Mesmo a nível financeiro, e face ao atual desempenho positivo da ADSE, tanto PCP como o Bloco de Esquerda defenderam, em sede da discussão dos últimos Orçamentos do Estado, a redução dos descontos dos funcionários públicos para este subsistema de 3,5% para 3% – o que, segundo eles, originaria uma perda de receitas que seria compensada com a recuperação de rendimentos perdidos durante o ajustamento supervisionado pela troika. Ambos os partidos nunca mostraram entusiasmo com as virtudes da ADSE na ligação entre o funcionalismo público e o seu acesso aos cuidados privados da Saúde.

Ou seja, existem à esquerda, sobretudo no interior do PS, visões que se chocam sobre a ADSE e que derivam da forma como se olha para a promoção e recuperação da qualidade do SNS.

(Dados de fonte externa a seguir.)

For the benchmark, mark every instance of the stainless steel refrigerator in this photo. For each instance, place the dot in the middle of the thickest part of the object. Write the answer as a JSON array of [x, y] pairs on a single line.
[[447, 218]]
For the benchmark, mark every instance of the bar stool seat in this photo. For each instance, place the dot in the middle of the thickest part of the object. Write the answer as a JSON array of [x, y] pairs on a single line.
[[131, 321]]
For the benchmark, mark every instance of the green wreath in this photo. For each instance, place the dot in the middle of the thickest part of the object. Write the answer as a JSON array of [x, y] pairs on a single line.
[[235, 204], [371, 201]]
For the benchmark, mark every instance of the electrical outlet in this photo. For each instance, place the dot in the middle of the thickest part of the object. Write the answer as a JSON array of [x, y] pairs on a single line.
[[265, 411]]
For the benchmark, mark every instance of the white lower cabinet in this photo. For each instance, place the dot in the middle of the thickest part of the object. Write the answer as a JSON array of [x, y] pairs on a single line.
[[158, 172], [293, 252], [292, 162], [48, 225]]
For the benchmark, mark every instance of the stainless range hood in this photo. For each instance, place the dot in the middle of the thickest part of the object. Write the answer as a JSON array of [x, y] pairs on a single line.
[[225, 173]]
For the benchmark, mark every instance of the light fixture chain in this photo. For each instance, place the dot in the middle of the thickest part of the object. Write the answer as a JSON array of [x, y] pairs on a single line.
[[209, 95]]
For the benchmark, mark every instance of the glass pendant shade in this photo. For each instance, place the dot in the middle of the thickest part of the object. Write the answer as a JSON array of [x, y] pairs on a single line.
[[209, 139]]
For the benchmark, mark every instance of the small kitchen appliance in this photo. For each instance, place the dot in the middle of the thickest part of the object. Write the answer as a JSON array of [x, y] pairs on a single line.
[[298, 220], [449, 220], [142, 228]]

Já à direita, campo em que Santana Lopes defendeu recentemente, durante o primeiro congresso da Aliança, que todos os portugueses “devem ter o seu seguro de saúde” (sem dizer como seria possível esse extraordinário milagre…) a questão é mais pacífica. A ADSE, nascida durante o Estado Novo com a intenção de dar competitividade ao recrutamento para a função pública, não se discute, até porque representa cerca de 20% das receitas dos privados.

Na política nada acontece por acaso. Mas, mesmo que esta vasta discussão na Saúde apenas tivesse surgido por mera e pacífica conjugação astral, os partidos políticos vão ter de se definir perante mais de um milhão de portugueses, funcionários públicos e seus familiares. Sobretudo à volta das grandes cidades, onde a posição dos grandes hospitais afeta a ADSE de forma mais intensa, esta definição é importante e promete interferir com o sentido de voto.